American computer scientist

Hans Peter Luhn (July 1, 1896 - August 19, 1964) was a German-American researcher in the field of computer science and Library & Information Science for IBM.

Awarded over 80 patents, he created one of the earliest practical hash functions in the 1950s, and was creator of the Luhn algorithm, Key Word in Context (KWIC) indexing, and selective dissemination of information (SDI). His inventions have found applications in diverse areas like computer science, the textile industry, linguistics, and information science.

==Early life and education==
Luhn was born in Barmen, Germany (now part of Wuppertal) on July 1, 1896. After he completed secondary school, Luhn moved to Switzerland to learn the printing trade so he could join the family business. His career in printing was halted by his service as a communications officer in the German Army during World War I.

==Career==
After the war, Luhn entered the textile field, which eventually led him to the United States, where he invented a thread-counting gauge (the Lunometer) still on the market. From the late 1920s to the early 1940s, during which time he obtained patents for a broad range of inventions, Luhn worked in textiles and as an independent engineering consultant. He joined IBM as a senior research engineer in 1941, and soon became manager of the information retrieval research division.
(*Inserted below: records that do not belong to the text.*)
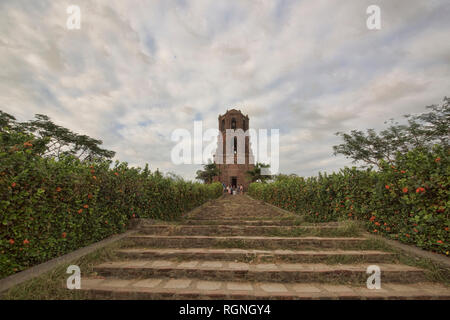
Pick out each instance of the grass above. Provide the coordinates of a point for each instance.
(344, 229)
(52, 285)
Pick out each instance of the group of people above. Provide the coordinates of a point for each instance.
(239, 189)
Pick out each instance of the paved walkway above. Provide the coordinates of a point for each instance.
(239, 248)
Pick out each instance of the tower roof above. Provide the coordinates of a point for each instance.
(233, 111)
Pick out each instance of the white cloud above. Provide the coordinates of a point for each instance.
(137, 70)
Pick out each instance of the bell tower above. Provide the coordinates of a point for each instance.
(236, 161)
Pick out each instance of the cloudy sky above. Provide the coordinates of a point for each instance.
(139, 69)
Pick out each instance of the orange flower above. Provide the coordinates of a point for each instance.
(420, 189)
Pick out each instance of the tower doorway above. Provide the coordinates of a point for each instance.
(234, 182)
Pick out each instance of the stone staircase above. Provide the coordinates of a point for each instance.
(239, 248)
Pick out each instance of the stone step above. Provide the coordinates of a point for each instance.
(238, 222)
(185, 288)
(335, 256)
(302, 243)
(233, 230)
(206, 218)
(276, 272)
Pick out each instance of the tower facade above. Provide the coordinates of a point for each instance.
(235, 162)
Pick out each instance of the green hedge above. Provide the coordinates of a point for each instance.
(408, 201)
(49, 208)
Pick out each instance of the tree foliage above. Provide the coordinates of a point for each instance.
(51, 140)
(421, 131)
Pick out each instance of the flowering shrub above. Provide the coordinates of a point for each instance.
(49, 208)
(407, 201)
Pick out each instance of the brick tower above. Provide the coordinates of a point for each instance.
(232, 171)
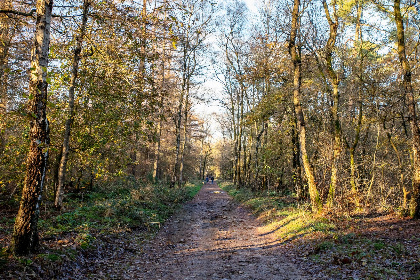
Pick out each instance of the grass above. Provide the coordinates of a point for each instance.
(282, 215)
(110, 212)
(113, 206)
(335, 244)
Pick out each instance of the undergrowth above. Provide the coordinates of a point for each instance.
(107, 213)
(337, 245)
(116, 205)
(282, 214)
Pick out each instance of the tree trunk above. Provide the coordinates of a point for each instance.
(412, 103)
(5, 38)
(336, 127)
(297, 168)
(66, 141)
(185, 132)
(294, 51)
(25, 234)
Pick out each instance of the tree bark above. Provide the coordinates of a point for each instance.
(294, 51)
(412, 103)
(25, 234)
(336, 127)
(66, 141)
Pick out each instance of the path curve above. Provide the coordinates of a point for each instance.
(212, 237)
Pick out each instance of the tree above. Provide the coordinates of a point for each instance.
(69, 121)
(412, 109)
(25, 235)
(295, 55)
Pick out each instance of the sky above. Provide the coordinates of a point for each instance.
(214, 89)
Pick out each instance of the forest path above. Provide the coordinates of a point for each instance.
(212, 237)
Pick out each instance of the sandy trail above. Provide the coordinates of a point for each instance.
(211, 238)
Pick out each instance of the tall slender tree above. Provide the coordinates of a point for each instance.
(25, 235)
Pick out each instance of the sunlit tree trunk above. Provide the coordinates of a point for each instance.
(333, 23)
(411, 103)
(25, 234)
(297, 168)
(66, 141)
(185, 136)
(5, 37)
(352, 148)
(295, 55)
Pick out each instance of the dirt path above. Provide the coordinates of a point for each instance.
(211, 238)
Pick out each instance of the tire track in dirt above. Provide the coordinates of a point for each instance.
(212, 237)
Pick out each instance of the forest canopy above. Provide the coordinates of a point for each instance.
(319, 98)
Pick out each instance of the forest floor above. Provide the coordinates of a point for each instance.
(211, 238)
(215, 237)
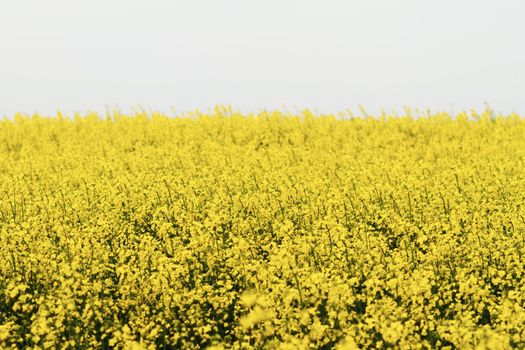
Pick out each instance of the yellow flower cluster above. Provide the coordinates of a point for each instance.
(267, 230)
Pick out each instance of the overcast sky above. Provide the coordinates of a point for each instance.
(331, 55)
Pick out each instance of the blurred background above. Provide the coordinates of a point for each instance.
(176, 56)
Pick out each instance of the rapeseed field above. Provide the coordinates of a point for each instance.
(270, 230)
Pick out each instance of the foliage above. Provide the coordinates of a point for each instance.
(265, 230)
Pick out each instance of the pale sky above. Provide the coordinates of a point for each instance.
(330, 55)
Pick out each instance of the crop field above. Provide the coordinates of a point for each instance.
(269, 230)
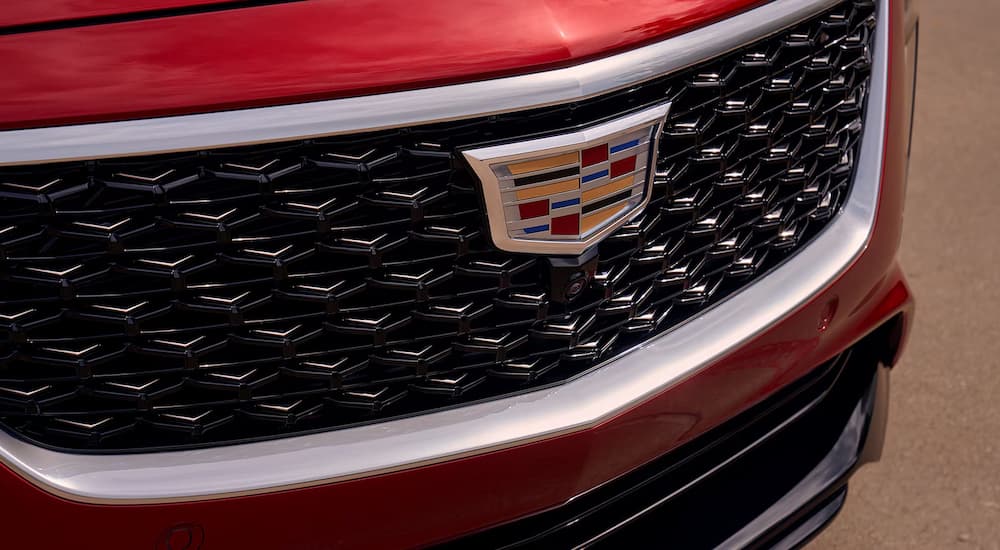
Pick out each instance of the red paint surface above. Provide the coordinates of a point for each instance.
(594, 155)
(313, 50)
(533, 209)
(440, 501)
(566, 225)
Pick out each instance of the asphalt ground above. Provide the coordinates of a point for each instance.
(938, 484)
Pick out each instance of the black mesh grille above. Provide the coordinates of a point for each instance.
(228, 295)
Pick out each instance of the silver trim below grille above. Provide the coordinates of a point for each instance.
(401, 444)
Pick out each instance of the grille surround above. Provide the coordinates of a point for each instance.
(633, 94)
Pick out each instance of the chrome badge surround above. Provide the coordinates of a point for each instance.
(569, 188)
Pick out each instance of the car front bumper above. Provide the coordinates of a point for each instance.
(524, 457)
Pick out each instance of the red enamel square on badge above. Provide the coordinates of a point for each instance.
(594, 155)
(533, 209)
(623, 166)
(566, 225)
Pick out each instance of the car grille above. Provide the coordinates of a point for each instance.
(235, 294)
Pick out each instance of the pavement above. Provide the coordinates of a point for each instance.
(938, 484)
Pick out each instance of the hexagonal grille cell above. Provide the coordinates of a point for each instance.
(236, 294)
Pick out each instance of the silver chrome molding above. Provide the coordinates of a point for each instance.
(393, 110)
(314, 459)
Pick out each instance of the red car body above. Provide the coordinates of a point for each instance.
(80, 62)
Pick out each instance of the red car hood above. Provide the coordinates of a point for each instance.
(69, 61)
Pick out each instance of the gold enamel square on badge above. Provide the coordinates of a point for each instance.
(560, 195)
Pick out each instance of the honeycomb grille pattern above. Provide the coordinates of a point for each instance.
(235, 294)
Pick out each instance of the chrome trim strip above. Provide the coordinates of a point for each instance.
(315, 459)
(393, 110)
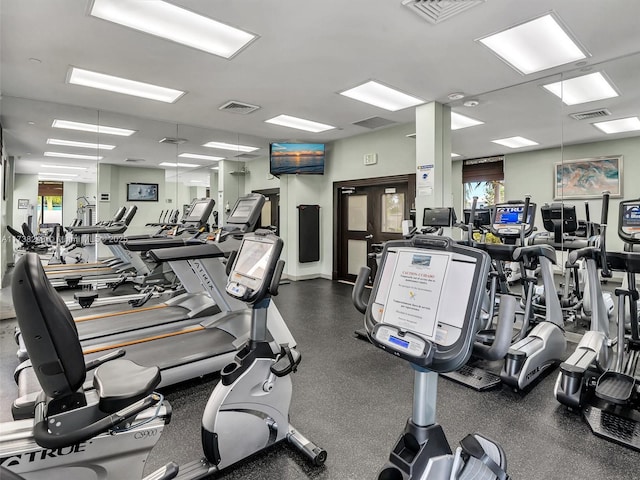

His introduction to the field of documentation/information science came in 1947 when he was asked to work on a problem brought to IBM by James Perry and Malcolm Dyson that involved searching for chemical compounds recorded in coded form. He came up with a solution for that and other problems using punched cards, but often had to overcome the limitations of the available machines by coming up with new ways of using them. By the dawn of the computer age in the 1950s, software became the means to surmount the limitations inherent in the punched card machines of the past.

Luhn spent greater and greater amounts of time on the problems of information retrieval and storage faced by libraries and documentation centers, and pioneered the use of data processing equipment in resolving these problems. "Luhn was the first, or among the first, to work out many of the basic techniques now commonplace in information science." These techniques included full-text processing; hash codes; Key Word in Context indexing (see also Herbert Marvin Ohlman); auto-indexing; automatic abstracting and the concept of selective dissemination of information (SDI).

Luhn was a pioneer in hash coding. In 1953, he suggested putting information into buckets in order to speed up search. He did not only consider handling numbers more efficiently. He was applying his concepts to text as well. Luhn’s methods were improved by computer scientists decades after his inventions. Today, hashing algorithms are essential for many applications such as textual tools, cloud services, data-intensive research and cryptography among numerous other uses. It is surprising that his name and contributions to information handling are largely forgotten.

Two of Luhn's greatest achievements are the idea for an SDI system and the KWIC method of indexing. Today's SDI systems owe a great deal to a 1958 paper by Luhn, "A Business Intelligence System", which described an "automatic method to provide current awareness services to scientists and engineers" who needed help to cope with the rapid post-war growth of scientific and technical literature. Luhn apparently coined the term business intelligence in that paper.

Luhn received the Award of Merit from the Association for Information Science and Technology in 1964.